I was crushed. Very, very crushed. My cooking had involved heavy use of tomatoes and peppers. I ate pico de gallo probably 4 days a week! To suddenly have to cut out pasta sauce, pizza sauce, peppers, tomatoes, and chili powder eliminated nearly half my regular dinner menu!
But I have been avoiding nightshades for a few months now and was starting to grow melancholic about cooking in general. What could I make for dinner that didn't involve my favorite foods?? Tacos? Not unless I left out the chili powder. Chili? I tried talking Hubby into letting me make a tomato/chili free chili and he just laughed. My go to meal of chicken or sausage sauteed with peppers and onions? Out. A quick spaghetti? Out. Meatloaf? Just not the same without that crusty ketchup glaze.
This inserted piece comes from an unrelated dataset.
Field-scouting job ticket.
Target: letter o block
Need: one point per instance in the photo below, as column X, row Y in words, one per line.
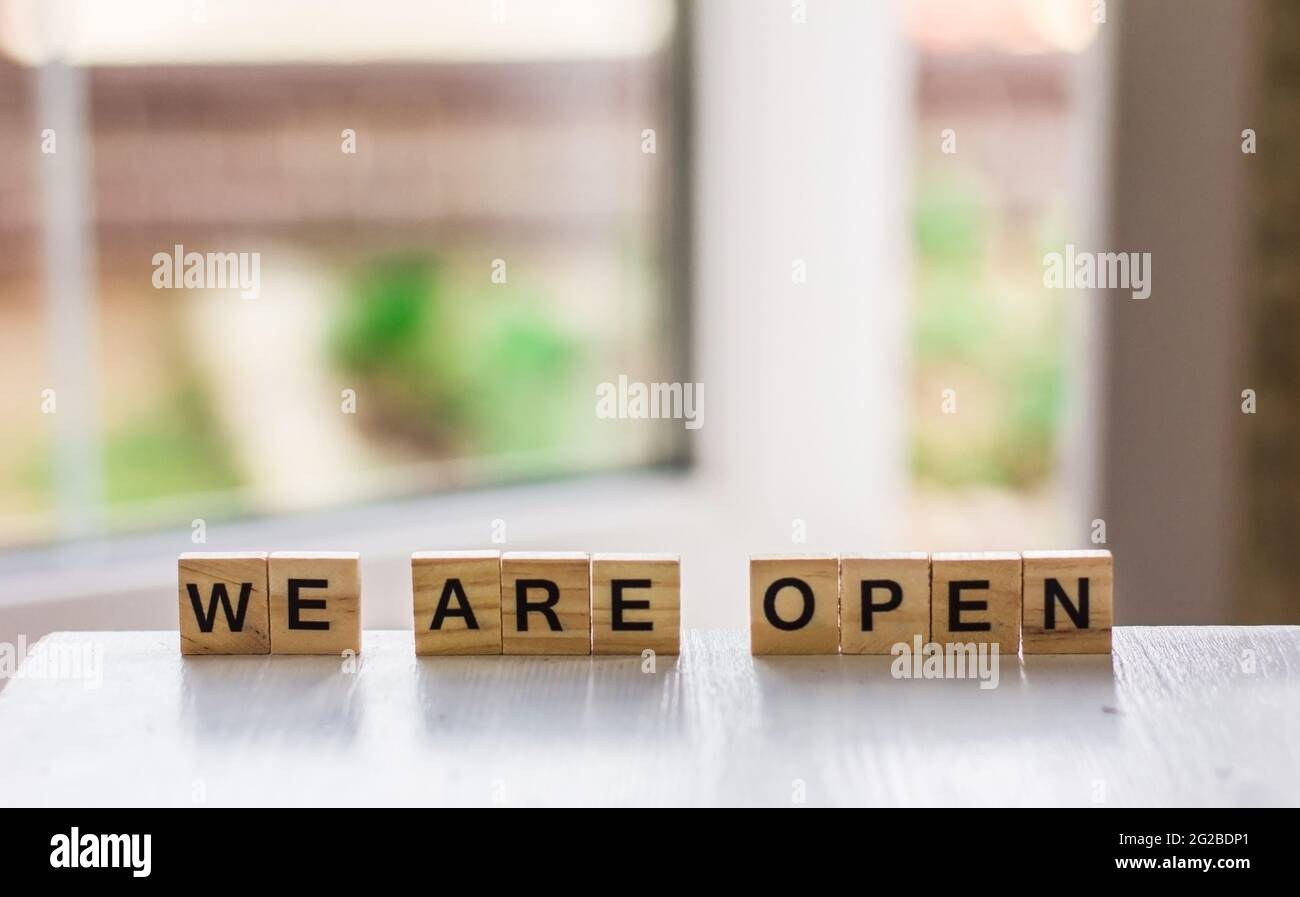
column 315, row 602
column 794, row 605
Yesterday I was poking around on the internet looking for a tomato-free BBQ sauce. Because I love BBQ sauce. I found a few options that I am going to try, but something else I found by accident was a ketchup recipe that is nightshade-free. Yes, apparently you can make a ketchup substitute that doesn't use tomatoes. I had to try this because I love ketchup. A lot.
I had to alter the recipe I found a bit to make it to my liking and to also make it sugar free to comply with my Trim Healthy Mama eating plan. I admit I was skeptical, but it actually tastes pretty good. So here is my night-shade free, sugar-free ketchup recipe adapted from this recipe.
Tomato-Free, Nightshade-Free, Sugar-Free Ketchup
1 C fresh cranberries
1 C apples, peeled, cored and chopped. (Can use pears)
2 carrots, peeled and chopped (about 1 cup)
1 C water
1 tsp ascorbic acid (I have no clue on this, but I threw a teaspoon of vitamin C powder in there anyway)
1 tsp THM Sweet Blend (or other sweetener)
2 tsp himalayan pink salt (or other salt--may need more as my salt is extra potent)
1 tsp onion powder
1/2 tsp garlic powder
1/4 tsp allspice
Add all ingredients to a medium saucepan and cook on stove over medium heat, covered, for about 15 minutes, or until the carrots are soft. Use an immersion blender, or pour into a regular blender, and mix until smooth. Store in the fridge, or divide into smaller portions and freeze what you won't use within about a week.